Kevin Joseph Costello FRS is an Irish mathematician, since 2014 the
Krembil Foundation's William Rowan Hamilton chair of theoretical physics at the Perimeter Institute in Waterloo, Ontario, Canada.

==Education==
Costello was educated at the University of Cambridge where he was awarded a PhD in 2003 for research on Gromov–Witten invariants supervised by Ian Grojnowski.

==Career and research ==
Costello works in the field of mathematical physics, particularly in the mathematical foundations of perturbative quantum field theory and the applications of topological and conformal field theories to other areas of mathematics. In the book Renormalization and Effective Field Theory he introduced a rigorous mathematical formalism for the renormalization group flow formalism of Kenneth Wilson and proved the renormalizability of Yang–Mills theory in this framework.

More recent work on formalism for quantum field theory uses the idea of a factorization algebra to describe the local structure of quantum observables, such as the operator product expansion for conformal field theories. Using this language, Costello gave a rigorous construction of the Witten genus in elliptic cohomology, using a variant of Chern–Simons theory.
Along with Davide Gaiotto, Kevin Costello was one of two researchers appointed to named chairs by the Perimeter Institute in 2014, funded by a $4 million investment by the Krembil Foundation.

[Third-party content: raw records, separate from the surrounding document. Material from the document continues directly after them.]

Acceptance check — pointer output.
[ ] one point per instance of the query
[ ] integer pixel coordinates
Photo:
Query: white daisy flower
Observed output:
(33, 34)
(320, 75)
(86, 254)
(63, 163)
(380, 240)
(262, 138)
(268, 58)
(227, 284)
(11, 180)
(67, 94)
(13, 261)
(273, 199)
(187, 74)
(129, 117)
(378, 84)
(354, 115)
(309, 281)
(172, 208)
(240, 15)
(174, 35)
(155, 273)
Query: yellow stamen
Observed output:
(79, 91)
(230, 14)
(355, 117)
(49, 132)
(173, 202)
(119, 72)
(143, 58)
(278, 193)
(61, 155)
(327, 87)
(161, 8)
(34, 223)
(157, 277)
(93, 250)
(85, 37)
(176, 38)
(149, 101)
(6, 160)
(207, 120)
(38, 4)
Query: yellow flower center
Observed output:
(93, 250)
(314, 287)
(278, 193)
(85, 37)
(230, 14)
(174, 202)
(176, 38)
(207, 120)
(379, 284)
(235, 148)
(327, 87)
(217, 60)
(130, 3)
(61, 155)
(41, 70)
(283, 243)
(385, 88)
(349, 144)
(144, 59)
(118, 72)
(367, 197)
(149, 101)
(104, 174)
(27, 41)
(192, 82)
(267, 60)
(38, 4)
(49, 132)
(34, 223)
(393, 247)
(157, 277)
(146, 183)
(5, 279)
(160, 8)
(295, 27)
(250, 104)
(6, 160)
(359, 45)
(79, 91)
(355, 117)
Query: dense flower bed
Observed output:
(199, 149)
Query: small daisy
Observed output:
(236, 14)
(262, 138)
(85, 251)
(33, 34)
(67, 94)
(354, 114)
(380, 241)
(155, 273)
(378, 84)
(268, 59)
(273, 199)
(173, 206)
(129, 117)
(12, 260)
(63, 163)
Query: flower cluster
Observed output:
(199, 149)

Costello's appointment was praised by Fields Medal recipients Maxim Kontsevich and Edward Witten.

===Publications===

- Kevin Costello and Owen Gwilliam, Factorization Algebras in Quantum Field Theory: volume 1, Cambridge University Press, 2017 ISBN 1-107-16310-2
- Kevin Costello and Owen Gwilliam, Factorization Algebras in Quantum Field Theory: volume 2, Cambridge University Press, 2021 ISBN 1-107-16315-3
- Kevin Costello, Renormalization and Effective Field Theory, Mathematical Surveys and Monographs 170, American Mathematical Society, 2022 ISBN 978-1-4704-7008-1

===Awards and honours===
Costello was elected a Fellow of the Royal Society (FRS) in 2018. He was awarded the Berwick Prize by the London Mathematical Society in 2017. In 2020 he was admitted as an honorary member of the Royal Irish Academy.